源码解析:org.apache.hadoop.mapred.LocalJobRunner

    protected synchronized ExecutorService createMapExecutor() {

      // Determine the size of the thread pool to use
      // 这里就是获取配置的Local能同时处理的最大map数
      int maxMapThreads = job.getInt(LOCAL_MAX_MAPS, 1);
      if (maxMapThreads < 1) {
        throw new IllegalArgumentException(
            "Configured " + LOCAL_MAX_MAPS + " must be >= 1");
      }
      maxMapThreads = Math.min(maxMapThreads, this.numMapTasks);
      maxMapThreads = Math.max(maxMapThreads, 1); // In case of no tasks.
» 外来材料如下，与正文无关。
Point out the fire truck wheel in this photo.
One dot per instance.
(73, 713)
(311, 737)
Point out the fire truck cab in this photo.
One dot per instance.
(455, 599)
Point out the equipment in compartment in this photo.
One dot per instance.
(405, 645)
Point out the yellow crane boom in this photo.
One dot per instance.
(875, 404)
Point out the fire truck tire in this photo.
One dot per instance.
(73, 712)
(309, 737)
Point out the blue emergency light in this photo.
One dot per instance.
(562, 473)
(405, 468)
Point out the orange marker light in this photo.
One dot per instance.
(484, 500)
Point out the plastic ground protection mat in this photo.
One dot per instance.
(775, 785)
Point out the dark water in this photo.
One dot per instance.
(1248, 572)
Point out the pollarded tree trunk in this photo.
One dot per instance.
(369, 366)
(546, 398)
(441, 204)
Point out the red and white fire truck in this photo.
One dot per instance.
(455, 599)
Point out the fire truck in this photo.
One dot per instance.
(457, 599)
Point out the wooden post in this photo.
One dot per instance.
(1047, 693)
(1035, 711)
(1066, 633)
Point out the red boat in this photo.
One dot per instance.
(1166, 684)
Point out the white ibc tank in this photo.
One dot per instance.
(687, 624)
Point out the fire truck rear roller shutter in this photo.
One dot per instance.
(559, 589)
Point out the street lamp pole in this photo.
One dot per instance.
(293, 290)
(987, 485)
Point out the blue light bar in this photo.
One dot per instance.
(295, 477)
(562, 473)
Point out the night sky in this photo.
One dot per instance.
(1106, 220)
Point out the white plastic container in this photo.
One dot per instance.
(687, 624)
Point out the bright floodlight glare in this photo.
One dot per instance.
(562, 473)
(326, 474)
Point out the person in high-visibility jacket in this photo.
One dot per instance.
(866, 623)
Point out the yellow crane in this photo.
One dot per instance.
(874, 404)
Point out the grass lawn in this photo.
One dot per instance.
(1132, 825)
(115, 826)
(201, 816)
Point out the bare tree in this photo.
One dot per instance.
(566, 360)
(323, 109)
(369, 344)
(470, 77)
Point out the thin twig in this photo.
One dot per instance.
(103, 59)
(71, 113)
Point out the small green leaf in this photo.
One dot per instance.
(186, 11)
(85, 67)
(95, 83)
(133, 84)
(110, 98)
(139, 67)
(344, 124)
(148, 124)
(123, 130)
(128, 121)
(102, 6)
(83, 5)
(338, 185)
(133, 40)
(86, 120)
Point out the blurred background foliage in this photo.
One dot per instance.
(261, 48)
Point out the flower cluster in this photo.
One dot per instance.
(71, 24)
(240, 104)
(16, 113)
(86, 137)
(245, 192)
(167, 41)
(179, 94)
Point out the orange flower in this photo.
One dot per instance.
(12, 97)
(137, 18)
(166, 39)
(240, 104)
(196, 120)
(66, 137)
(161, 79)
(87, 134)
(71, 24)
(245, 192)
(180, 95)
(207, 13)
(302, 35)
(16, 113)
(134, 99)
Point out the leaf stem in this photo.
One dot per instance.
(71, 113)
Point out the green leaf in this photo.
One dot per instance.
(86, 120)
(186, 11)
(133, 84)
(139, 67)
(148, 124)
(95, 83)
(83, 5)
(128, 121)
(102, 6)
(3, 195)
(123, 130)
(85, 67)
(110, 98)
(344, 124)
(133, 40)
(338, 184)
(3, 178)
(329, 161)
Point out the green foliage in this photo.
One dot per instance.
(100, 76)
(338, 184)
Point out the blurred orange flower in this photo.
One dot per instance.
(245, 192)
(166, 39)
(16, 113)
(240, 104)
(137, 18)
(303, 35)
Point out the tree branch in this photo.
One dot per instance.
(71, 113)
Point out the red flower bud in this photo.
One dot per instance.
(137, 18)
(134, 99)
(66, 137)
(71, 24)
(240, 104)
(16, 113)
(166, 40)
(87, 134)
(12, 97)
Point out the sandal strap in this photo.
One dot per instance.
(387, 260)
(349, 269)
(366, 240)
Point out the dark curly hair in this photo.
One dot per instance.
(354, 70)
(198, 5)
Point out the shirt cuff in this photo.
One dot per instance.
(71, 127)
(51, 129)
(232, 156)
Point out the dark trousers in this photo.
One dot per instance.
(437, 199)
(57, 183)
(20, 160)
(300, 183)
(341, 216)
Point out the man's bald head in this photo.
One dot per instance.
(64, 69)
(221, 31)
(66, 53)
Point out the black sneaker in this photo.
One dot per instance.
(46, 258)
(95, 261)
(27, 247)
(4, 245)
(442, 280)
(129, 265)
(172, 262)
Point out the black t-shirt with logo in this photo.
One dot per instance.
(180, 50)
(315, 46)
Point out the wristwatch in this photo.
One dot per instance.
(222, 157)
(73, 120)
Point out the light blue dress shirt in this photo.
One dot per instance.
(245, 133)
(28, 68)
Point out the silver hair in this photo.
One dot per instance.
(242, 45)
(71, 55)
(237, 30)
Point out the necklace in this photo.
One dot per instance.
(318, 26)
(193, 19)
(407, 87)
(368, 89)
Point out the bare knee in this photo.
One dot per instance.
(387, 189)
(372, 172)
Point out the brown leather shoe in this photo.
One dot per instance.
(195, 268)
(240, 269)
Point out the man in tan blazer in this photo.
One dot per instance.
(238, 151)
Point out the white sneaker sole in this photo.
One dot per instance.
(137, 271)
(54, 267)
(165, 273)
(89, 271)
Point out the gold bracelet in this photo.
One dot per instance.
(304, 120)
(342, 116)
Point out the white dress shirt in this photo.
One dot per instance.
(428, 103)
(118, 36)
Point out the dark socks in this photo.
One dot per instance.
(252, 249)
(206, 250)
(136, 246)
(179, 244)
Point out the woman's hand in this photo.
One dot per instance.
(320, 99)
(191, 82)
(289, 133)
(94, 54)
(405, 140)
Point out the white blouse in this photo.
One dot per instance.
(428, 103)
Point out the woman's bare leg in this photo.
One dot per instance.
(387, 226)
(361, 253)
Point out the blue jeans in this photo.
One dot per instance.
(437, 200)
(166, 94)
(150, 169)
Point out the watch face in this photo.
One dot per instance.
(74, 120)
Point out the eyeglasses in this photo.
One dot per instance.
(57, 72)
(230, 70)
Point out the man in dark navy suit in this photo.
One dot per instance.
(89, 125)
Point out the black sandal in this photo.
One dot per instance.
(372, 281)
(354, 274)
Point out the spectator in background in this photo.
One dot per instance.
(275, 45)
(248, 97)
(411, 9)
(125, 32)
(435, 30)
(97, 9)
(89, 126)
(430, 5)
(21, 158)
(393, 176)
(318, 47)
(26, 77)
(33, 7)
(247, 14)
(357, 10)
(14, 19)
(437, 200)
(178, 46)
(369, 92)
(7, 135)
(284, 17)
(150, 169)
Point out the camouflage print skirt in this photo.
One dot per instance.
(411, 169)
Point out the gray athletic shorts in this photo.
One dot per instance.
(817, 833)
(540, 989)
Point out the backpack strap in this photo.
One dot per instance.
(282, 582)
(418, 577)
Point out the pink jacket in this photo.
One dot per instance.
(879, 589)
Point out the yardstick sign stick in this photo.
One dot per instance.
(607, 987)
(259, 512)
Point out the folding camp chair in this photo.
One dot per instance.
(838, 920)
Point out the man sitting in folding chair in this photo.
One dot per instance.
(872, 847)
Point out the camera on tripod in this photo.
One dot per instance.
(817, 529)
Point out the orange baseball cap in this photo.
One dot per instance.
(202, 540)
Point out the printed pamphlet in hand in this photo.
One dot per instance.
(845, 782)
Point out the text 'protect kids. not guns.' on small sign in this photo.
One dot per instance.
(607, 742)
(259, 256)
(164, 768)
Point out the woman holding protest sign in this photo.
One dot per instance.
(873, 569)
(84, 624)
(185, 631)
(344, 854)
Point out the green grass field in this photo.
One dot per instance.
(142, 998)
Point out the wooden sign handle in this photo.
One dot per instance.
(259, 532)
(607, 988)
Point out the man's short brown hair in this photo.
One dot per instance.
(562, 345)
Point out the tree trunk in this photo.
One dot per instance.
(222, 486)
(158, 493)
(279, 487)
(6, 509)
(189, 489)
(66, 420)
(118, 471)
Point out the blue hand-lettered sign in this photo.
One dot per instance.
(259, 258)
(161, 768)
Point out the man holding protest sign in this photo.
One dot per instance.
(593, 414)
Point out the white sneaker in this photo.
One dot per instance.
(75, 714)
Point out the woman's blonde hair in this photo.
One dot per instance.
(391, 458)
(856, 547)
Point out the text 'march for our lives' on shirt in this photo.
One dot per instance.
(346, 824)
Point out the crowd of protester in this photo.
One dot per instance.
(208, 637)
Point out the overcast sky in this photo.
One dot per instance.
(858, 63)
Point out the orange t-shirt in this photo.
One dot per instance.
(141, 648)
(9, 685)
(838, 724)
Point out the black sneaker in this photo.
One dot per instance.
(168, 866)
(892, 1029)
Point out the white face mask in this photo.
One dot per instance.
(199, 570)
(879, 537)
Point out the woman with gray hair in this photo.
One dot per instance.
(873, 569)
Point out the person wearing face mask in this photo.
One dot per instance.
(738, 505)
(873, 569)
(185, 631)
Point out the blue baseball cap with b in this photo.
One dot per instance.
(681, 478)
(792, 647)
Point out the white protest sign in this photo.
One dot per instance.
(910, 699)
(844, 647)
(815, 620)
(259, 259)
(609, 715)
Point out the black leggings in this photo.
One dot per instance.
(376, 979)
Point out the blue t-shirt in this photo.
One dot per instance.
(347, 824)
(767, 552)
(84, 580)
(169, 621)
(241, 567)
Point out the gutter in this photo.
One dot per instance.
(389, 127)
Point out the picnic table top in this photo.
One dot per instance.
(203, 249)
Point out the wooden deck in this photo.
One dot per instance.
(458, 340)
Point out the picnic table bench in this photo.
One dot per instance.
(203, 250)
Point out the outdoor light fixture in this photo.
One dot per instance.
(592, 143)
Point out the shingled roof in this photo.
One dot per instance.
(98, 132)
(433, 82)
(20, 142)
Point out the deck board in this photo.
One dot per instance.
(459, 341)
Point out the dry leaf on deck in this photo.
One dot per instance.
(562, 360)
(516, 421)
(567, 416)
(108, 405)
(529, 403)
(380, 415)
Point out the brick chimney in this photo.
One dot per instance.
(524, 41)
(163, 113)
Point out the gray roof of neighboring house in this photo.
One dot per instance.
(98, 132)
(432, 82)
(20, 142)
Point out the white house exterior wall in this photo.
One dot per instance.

      LOG.debug("Starting mapper thread pool executor.");
      LOG.debug("Max local threads: " + maxMapThreads);
      LOG.debug("Map tasks to process: " + this.numMapTasks);

      // Create a new executor service to drain the work queue.
      ThreadFactory tf = new ThreadFactoryBuilder()
        .setNameFormat("LocalJobRunner Map Task Executor #%d")
        .build();
      // 创建线程池
      ExecutorService executor = HadoopExecutors.newFixedThreadPool(
          maxMapThreads, tf);

      return executor;
    }

优化1

修改conf.set("mapreduce.local.map.tasks.maximum", "cpu核数"),增加线程池的线程数。

准备了两个txt文件(只有几KB)进行wordcount测试,默认使用TextInputFormat进行数据读取与切片,两个文件会产生两个MapTask。

测试代码:WordCount.java(包含了job提交、Mapper、Reduce)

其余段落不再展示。